Civilian detectives are solving the puzzle
Civilians from around the world are increasingly self-organizing. Jointly, they collect digital information – about geographical locations, atrocities committed, persons involved, damage done, armor used, targets hit, number of casualties – that will ultimately contribute to uncovering the truth. These “digital detectives” are the new eyes and ears of democracy.
This brand-new type of open source intelligence is fundamentally altering the relationship between government and civilians. The film shows digital detective Christiaan Triebert, researcher at citizen investigative journalism network Bellingcat, while he looks into the details of an aid convoy that was apparently bombed en route to Aleppo, Syria.
“I start by asking the most basic of questions: was it an aid convoy? Where was it hit? I start to look for the exact location online,” he explains, while he demonstrates the steps he moves through. “It’s like trying to solve a puzzle.”
Allowing civilians their own voice
Airwars founder and former BBC journalist Chris Woods puts it as follows: “I think what we got now with new technologies, with new capabilities, is the ability to allow civilians their own voice in the covering of wars, unmediated by our own governments and militaries.”

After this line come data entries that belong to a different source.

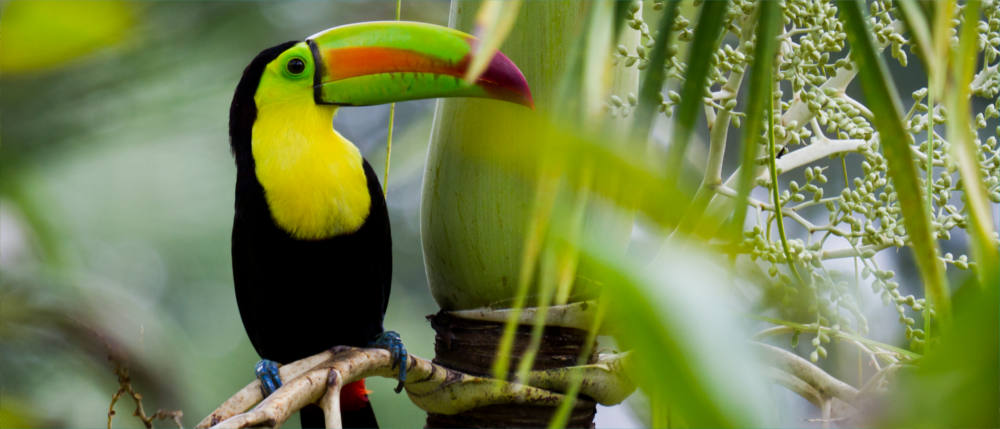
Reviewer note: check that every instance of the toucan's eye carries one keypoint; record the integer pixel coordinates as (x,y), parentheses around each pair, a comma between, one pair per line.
(296,66)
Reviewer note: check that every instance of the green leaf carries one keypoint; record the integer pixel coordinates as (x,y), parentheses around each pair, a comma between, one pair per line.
(882,98)
(49,34)
(706,41)
(707,375)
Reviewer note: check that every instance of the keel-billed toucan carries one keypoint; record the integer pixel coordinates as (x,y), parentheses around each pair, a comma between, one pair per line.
(312,259)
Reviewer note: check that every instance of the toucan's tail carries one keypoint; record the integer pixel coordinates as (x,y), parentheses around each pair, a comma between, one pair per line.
(356,411)
(312,417)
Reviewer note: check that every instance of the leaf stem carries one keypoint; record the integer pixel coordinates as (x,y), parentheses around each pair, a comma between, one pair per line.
(775,196)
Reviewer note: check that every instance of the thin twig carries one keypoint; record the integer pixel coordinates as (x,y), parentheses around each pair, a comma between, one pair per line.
(125,386)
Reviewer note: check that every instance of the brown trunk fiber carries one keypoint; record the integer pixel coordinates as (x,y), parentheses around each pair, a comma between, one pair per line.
(470,346)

“And through new technologies, everyone has a cell phone in Syria and Iraq today. Huge amounts of the material that we work with is posted by ordinary men and women right at the center of the fighting, getting their stories out. And we’re taking and archiving and mediating that material, so that they have a voice.”
A digital witness
There will always be places in the world where collecting objective information is difficult, or even impossible. Just like the violence that is being used in the Syrian civil war today might not easily be averted. However, even there, civilian networks of journalists exist.

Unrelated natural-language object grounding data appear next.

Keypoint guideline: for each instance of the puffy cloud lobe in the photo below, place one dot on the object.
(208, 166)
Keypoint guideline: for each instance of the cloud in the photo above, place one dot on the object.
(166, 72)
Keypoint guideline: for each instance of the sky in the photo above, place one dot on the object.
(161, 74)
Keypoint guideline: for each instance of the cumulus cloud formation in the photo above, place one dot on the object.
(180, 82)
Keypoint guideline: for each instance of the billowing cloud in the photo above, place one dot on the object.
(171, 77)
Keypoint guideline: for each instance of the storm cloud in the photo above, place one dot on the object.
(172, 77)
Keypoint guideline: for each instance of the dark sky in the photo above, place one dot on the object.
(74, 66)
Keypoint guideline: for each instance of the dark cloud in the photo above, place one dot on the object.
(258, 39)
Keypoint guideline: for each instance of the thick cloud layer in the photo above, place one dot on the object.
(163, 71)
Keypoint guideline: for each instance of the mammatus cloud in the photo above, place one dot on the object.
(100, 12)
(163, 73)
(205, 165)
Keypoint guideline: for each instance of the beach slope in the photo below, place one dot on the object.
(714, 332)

“It’s no longer possible to commit enormous crimes and get away with them,” Christiaan Triebert says, “There’s a witness, a digital witness. There are people around the world that are saying ‘this needs to be heard, this needs to be seen, this needs to be documented’. This gives me hope.”
But there’s more to it. The film leaves us with an uncomfortable truth: what is seen cannot be unseen. What does this mean in terms of our responsibility? And what are we going to do as a result of our newfound knowledge?